玉川大学を卒業後、三条市職員となり、秘書室長、教育総務課長、政策推進課長、総務部長を歴任した。若手のころは法務や税務畑を歩み、中堅となって以降は行政改革大綱や経営戦略プログラム、総合計画などの策定と遂行に努めた。若山氏は三条市助役から通算して18代目、合併後の新市では3代目の副市長となる。
歴代の助役、副市長の顔ぶれを見ていると、当時の三条市政の課題も浮かんでくる。
昭和50年代から平成にかけての滝沢賢太郎、内山裕一両市政で助役を務めたのが鈴木春義、高坂純両氏。2人とも技術吏員出身で、水道局長や建設課長などを経て事務方トップに就いた。このころの市政の課題は新保裏館線や弥彦線高架、公共下水道、広域上水道、須頃郷土地区画整理などの都市基盤整備事業だった。これらの建設事業を進めるため、当時の市長は事務職ではなく、技術職出身の助役を求めた。

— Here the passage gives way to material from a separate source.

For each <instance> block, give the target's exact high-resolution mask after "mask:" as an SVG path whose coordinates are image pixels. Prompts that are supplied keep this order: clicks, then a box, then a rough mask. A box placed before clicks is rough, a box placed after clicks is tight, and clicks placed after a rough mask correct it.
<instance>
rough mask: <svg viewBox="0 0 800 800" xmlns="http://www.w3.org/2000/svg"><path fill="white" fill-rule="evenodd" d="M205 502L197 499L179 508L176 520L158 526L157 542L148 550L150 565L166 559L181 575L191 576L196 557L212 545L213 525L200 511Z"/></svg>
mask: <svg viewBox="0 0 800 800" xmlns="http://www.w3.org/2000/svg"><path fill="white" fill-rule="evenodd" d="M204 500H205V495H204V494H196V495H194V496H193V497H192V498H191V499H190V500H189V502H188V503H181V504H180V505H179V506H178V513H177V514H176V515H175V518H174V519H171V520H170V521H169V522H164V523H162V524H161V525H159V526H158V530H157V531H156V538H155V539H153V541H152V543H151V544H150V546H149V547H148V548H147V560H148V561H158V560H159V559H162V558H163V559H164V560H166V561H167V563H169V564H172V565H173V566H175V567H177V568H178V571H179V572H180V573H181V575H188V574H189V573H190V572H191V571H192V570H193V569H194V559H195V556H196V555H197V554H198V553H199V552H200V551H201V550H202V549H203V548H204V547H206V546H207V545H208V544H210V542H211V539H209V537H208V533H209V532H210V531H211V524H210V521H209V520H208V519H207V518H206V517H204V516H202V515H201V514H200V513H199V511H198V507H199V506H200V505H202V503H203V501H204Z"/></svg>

高坂助役が内山市長の対抗馬として三条市長選に担ぎ出された後、内山市長は後任に高坂氏とは正反対のタイプで福祉畑出身の古寺秀夫氏を選んだ。
次の長谷川長二郎市長は財政畑出身の須佐郷士氏を助役に選んだが、1年半後に須佐氏が体調不良で辞職すると、後任に事務職ながら建設行政にも詳しい佐藤和夫氏を選んだ。佐藤氏は企業経営者から政治経験がないまま就任した高橋一夫市長、東京出身で総務省のキャリア官僚だった国定勇人市長からも信頼され、歴代最長の約12年にわたり助役、副市長を務めた。
時代や市長によって副市長に求められる役割は変わる。鈴木、高坂両氏は建設事業を推進し、古寺、須佐両氏は役所の内部固めに務めた。佐藤氏は国県とのパイプ強化や議会との調整などに力を発揮した。
国定市政の場合、元総務官僚とあって行政に関する知識も、国とのパイプも十二分にある。副市長に求められるのはそれ以外のこと。吉田実前副市長は災害対応や用地交渉などで手腕を発揮した。
若山新副市長には、まずは市長が何を目指し、何を求めているのかを職員たちに分かりやすく伝えて理解させること、各部署がどの程度まで要望に応えられるのかを市長に正確に伝えることなどが求められることになりそうだ。